Iter 5 alloc profile: `parse_and_inline_with_scratch` = 4.4 GB, 70 %
of total remaining alloc. The Explore agent's iter-4 Q2 confirmed
this is **retained capacity across the run**, not per-call churn -
so the hot-path cost is already minimal; the lever here is anon RSS
for planet, not wall.
Shapes to consider:
- **Smaller retention cap per thread.** Right now each worker's
scratch grows to whatever the biggest blob it touches needs and
stays there. A Vec::shrink_to with a modest ceiling (e.g. 256 KB)
after each blob would bound retention at N_threads × 256 KB but
re-alloc on bigger blobs.
- **Shared bounded pool instead of per-thread.** Same
`BlockBufPool`-style pattern as iter 4, applied to the reader's
scratch. Workers pull pre-grown scratch at the top of each decode,
return after. Bounds aggregate retention to `POOL_CAPACITY *
scratch_size` regardless of thread count. More refactor than the
shrink-on-loop path; roughly 2-3 commits.
Do the shrink-on-loop version first; measure. If it lands close to
its target, the pool shape is overkill. If it regresses wall (extra
allocs on big blobs), fall back to the pool shape.
### 7. Adaptive passthrough via shadow counter (iter 5 path)
The iter-6 lesson in post-mortem form: measure the all-survive blob
fraction **on the existing I/O architecture** before investing in a
new one. Concrete shape:
- Add a cheap scan inside iter 5's
[`filter_block_snapshot`](../src/commands/time_filter.rs) that
does the `ts <= cutoff && visible` predicate as a separate pass,
returns `(all_survive: bool, total)`. Counter at end of the phase
reports `timefilter_all_survive_blobs / timefilter_total_blobs`.

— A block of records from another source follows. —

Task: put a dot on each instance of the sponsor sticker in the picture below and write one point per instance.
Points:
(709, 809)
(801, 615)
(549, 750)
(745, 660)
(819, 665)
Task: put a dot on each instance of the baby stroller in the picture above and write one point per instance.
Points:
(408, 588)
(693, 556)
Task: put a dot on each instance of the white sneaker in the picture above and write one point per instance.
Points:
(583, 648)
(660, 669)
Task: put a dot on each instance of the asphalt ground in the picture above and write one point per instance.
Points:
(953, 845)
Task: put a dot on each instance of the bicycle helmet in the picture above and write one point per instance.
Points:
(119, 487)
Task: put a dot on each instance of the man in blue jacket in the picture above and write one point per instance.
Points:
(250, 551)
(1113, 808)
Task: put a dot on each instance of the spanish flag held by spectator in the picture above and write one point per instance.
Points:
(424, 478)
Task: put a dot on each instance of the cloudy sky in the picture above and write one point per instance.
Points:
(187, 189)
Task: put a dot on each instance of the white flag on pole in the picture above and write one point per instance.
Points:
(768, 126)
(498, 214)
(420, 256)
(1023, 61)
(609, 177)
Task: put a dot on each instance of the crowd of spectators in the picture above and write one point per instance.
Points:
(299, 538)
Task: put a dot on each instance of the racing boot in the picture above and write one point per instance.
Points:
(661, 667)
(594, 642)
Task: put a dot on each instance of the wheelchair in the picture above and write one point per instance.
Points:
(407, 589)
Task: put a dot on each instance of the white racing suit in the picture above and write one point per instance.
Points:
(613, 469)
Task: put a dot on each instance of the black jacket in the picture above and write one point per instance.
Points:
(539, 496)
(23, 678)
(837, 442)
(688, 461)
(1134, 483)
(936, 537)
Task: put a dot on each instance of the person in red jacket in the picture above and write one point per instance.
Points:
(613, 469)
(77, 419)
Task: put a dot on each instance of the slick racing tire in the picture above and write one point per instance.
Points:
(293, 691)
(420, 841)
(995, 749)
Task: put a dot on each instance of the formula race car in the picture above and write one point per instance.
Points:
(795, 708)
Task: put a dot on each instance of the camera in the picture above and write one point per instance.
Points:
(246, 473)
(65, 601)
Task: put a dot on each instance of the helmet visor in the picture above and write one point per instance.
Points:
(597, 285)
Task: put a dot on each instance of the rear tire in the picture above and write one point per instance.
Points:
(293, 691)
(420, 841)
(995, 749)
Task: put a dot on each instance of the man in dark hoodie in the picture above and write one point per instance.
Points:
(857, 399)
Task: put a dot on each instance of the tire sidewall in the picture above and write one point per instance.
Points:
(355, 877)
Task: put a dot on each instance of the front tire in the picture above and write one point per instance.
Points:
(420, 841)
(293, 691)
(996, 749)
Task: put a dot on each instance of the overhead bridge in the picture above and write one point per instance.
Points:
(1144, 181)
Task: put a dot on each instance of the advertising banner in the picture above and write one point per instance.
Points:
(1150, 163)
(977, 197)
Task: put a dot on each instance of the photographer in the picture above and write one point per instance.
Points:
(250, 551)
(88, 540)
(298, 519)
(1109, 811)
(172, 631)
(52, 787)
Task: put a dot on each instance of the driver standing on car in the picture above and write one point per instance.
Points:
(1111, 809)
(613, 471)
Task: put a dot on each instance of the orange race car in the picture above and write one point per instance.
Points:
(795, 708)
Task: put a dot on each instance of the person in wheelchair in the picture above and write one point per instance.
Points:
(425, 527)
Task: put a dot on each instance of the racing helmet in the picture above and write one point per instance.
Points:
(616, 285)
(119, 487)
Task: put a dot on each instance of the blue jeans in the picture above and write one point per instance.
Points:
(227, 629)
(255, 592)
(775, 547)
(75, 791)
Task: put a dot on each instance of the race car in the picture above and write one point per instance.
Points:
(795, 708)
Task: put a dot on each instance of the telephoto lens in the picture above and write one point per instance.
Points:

- If reported fraction on a real workload is > ~20 %, re-investigate
passthrough - but from the pipelined-reader path (via
`raw_group_bytes` / `frame_raw_block` scaffolding in
`src/write/raw_passthrough.rs`), not a pread swap. The iter-6
I/O change was as big a loss as the low passthrough rate; any
future attempt needs to stay on the winning I/O architecture.
- Narrow-cutoff workloads ("last week of edits on a 1-year
snapshot") are where the fraction clears the break-even bar. We
don't bench those today. This is a latent feature unlocked when a
user lands one.
Cheap to land the counter (~20 lines). Measure first; decide
second.
## Relationship to other documents
- Hot-path & alloc methodology template: see the renumber_external
arc (TODO.md "Active optimization plans" and
[`src/commands/renumber_external/mod.rs`](../src/commands/renumber_external/mod.rs)).
Same winning pattern as here - parallel decode, worker-parallel
block work, consumer forwards OwnedBlocks to a writer with its own
rayon compression pool.
- Per-block parallel pattern template: `tags_filter.rs` single-pass
(`for_each_primitive_block_batch` + `par_iter().map_init(
BlockBuilder::new, ...)`). The snapshot path here is a direct
adaptation.
- The "don't chase raw passthrough without measuring" rule from
`src/commands/tags_filter.rs` pass-2 worker applies to opportunity
#4 above: measure the all-survive fraction before building the
passthrough path.
## Planet
**Not running planet** until opportunity #1 lands. Europe peak anon
20 GB at 35 GB input → naive linear extrapolation to planet 92 GB is
~52 GB, which OOMs the 27 GB bench host. Pooling `take_owned` is the
blocker; everything else is follow-up.